Приехала «Скорая», врачи. Прибыл из отдела дежурный следователь. К душным запахам женской тюрьмы прибавился запах успокоительных лекарств. К Кате подошел оперуполномоченный из отдела убийств, сказал, что дозвонился Колосову, проинформировал его об операции в притоне. Что Колосов уже на пути сюда, в поселок Красный Пролетарий.

Была уже глубокая ночь, когда все оперативно-следственные действия в доме-тюрьме были завершены. Колосов прибыл уже под самый занавес. От него пахло рекой и соляркой. Вместе со своими сотрудниками он тут же занялся допросом задержанных охранников притона. Из «газика» для удобства их пересадили в автобус ОМОНа.

Они были ошарашены мгновенной переменой собственной участи – вот, казалось, только что сидели себе, выпивали, смотрели телевизор, телок этих безмозглых сторожили, ждали звонка – везти ли очередную трахалку клиенту на забаву. И вдруг – бац, ворота с петель, ОМОН, штурм, стрельба в воздух, зуботычины, наручники. И мент какой-то из угрозыска теперь дятлом долбит их больные с перепоя головы вопросами о Мадам Валерии, о Шестипалой чертовке. Да им-то что до нее? На фиг им эта фурия бешеная была нужна? Они к ней и к ее девкам и касательства никакого не имели. Шестипалая с девками лучше надзирателя сама разбиралась. А они – просто охрана. Их дело – смотреть, чтобы девки решетки не перегрызли, не сбежали.
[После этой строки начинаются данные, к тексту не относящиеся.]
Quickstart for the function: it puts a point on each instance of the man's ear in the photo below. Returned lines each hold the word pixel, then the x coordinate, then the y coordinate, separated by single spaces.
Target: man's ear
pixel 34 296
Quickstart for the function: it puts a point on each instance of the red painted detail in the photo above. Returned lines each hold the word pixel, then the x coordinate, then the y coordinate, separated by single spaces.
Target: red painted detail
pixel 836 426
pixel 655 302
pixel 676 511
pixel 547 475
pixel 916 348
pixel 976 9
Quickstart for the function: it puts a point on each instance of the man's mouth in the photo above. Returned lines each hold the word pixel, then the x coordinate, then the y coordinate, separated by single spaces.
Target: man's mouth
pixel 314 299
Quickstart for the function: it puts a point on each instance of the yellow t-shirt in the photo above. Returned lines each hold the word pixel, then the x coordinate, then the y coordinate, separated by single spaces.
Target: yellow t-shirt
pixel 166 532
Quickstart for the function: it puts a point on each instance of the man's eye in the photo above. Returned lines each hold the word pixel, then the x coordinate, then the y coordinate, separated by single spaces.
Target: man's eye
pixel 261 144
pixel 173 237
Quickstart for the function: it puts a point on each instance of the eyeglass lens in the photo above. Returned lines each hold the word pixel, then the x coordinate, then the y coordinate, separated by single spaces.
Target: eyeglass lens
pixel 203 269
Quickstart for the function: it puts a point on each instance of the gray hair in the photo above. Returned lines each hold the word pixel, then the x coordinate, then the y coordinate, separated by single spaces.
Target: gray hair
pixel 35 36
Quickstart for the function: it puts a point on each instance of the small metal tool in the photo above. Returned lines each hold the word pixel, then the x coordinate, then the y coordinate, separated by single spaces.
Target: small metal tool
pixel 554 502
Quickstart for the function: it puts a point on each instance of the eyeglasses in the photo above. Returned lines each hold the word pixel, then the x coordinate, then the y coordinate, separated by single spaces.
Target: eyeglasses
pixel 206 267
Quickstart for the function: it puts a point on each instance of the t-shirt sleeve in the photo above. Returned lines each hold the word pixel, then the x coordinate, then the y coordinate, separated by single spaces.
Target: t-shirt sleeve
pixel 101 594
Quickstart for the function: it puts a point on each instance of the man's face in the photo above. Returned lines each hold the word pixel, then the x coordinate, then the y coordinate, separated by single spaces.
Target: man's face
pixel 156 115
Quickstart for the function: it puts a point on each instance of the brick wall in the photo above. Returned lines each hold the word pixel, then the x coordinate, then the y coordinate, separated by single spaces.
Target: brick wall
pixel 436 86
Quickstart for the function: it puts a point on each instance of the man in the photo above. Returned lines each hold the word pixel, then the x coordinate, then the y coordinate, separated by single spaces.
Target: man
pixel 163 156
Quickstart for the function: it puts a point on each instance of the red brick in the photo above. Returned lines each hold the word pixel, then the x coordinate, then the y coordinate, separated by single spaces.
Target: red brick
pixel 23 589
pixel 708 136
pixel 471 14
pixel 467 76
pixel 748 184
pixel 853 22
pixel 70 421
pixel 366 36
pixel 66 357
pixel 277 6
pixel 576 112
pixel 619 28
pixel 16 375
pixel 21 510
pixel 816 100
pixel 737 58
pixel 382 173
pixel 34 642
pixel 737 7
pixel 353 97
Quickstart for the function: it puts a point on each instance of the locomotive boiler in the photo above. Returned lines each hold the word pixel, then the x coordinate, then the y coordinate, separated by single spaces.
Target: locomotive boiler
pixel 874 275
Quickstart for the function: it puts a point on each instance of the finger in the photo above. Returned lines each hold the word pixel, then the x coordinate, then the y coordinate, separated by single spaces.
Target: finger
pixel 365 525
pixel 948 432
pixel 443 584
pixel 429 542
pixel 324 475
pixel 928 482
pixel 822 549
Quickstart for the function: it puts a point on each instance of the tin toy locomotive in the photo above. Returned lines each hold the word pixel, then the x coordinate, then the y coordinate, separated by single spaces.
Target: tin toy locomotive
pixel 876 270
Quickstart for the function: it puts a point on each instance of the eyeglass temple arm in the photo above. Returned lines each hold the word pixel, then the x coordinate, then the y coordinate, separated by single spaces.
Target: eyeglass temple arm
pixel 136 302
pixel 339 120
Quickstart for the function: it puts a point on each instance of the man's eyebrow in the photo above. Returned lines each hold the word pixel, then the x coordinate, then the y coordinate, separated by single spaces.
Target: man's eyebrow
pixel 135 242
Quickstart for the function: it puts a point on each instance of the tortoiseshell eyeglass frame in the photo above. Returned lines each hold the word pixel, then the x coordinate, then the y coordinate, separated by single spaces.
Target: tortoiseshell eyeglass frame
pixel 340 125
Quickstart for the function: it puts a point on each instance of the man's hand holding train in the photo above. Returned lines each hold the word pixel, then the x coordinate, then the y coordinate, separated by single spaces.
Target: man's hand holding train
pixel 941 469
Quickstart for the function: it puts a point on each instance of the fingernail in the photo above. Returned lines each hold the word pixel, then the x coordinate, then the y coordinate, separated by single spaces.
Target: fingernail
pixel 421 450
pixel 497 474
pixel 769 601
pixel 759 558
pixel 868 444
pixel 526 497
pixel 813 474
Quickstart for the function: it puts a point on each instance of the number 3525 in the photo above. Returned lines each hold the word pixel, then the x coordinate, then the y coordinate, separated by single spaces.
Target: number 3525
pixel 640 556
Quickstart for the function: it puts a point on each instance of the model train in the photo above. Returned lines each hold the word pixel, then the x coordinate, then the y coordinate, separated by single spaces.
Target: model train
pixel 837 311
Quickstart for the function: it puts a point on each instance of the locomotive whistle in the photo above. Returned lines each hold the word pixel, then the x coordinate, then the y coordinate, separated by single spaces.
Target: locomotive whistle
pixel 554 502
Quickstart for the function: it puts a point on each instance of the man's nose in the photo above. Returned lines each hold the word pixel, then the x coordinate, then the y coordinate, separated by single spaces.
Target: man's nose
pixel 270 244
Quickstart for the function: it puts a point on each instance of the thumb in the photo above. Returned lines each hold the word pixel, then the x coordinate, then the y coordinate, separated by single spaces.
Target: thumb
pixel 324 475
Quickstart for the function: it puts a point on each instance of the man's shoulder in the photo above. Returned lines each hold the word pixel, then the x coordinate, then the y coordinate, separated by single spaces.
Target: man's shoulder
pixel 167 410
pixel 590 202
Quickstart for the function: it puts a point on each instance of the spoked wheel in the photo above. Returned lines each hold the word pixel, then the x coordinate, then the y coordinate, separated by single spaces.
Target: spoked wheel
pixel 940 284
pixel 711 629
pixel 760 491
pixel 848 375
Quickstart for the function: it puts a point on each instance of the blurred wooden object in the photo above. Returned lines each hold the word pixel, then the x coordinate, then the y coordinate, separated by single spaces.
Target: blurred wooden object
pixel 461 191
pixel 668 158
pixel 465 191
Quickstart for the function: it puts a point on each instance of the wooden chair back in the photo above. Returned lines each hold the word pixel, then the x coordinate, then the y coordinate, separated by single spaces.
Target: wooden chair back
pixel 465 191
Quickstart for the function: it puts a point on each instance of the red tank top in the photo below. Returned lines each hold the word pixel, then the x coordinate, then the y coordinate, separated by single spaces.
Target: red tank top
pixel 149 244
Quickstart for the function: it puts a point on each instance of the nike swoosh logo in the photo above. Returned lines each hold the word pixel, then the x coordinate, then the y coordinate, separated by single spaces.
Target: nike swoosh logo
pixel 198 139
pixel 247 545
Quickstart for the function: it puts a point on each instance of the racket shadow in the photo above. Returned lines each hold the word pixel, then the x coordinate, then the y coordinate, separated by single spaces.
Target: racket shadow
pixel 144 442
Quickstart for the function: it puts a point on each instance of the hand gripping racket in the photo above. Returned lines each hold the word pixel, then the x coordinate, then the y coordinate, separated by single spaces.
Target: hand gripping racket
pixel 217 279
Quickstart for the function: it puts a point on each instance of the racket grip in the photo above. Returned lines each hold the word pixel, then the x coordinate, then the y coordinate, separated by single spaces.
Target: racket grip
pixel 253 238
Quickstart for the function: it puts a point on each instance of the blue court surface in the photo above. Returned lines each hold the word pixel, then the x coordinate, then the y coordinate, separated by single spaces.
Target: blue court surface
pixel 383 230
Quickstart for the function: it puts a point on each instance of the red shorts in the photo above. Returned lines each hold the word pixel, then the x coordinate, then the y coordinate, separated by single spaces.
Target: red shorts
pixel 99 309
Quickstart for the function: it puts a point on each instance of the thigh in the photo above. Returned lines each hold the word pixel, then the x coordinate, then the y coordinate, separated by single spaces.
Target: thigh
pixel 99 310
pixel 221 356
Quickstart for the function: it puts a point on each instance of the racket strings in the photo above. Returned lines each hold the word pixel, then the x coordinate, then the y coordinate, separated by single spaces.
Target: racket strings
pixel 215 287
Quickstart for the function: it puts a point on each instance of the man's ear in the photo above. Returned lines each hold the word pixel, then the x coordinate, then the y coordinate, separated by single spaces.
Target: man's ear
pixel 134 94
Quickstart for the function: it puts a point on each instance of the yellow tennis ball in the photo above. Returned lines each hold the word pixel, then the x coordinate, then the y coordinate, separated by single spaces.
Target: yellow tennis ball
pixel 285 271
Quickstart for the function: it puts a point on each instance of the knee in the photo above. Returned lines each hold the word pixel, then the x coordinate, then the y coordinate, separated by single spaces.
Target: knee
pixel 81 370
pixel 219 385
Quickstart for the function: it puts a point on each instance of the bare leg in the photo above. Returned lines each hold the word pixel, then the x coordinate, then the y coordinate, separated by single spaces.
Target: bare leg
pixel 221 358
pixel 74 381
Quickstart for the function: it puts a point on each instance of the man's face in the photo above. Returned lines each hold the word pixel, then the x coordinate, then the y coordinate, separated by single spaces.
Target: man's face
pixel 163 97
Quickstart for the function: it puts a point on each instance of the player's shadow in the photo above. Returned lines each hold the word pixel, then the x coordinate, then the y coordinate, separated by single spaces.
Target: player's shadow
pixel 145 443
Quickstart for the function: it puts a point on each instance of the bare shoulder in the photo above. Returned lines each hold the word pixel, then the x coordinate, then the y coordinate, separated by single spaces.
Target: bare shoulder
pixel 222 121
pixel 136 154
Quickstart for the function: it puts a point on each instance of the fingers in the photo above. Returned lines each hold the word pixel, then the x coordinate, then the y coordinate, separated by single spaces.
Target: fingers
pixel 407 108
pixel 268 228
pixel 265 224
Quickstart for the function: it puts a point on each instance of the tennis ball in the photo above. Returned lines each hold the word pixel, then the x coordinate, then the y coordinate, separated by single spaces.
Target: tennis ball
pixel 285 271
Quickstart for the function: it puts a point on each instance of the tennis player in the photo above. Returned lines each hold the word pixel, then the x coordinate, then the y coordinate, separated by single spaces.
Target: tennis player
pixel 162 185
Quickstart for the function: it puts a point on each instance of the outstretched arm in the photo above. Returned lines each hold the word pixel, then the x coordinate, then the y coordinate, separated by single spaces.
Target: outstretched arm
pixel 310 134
А Мадам Валерия с Бузой непосредственно бизнес вела, с Бузыкиным Олегом Петровичем. Его тоже здесь теплым взяли. И поделом – боссу спать по ночам полагается, а не ездить проверять – не дрыхнет ли на посту, не пьет ли водку его охрана.

Бузыкиным Олегом Петровичем оказался тот самый толстяк в спортивном костюме. На Катю он произвел самое отталкивающее впечатление. Бывают такие типы, после которых хочется сразу помыть руки. В его допрос Катя не вмешивалась. Сидела, слушала как Колосов и рьяно помогавший ему участковый Кукушкин по крупице выжимают из него показания:

– Блохину Валерию знали?

– Не знал.

– Как не знали? А вот показания гражданок Цуркан, Ясинчук, Троепольской, Мигайло, что вы и гражданка Блохина в этом доме насильственно удерживали их в течение трех месяцев, заставляя заниматься…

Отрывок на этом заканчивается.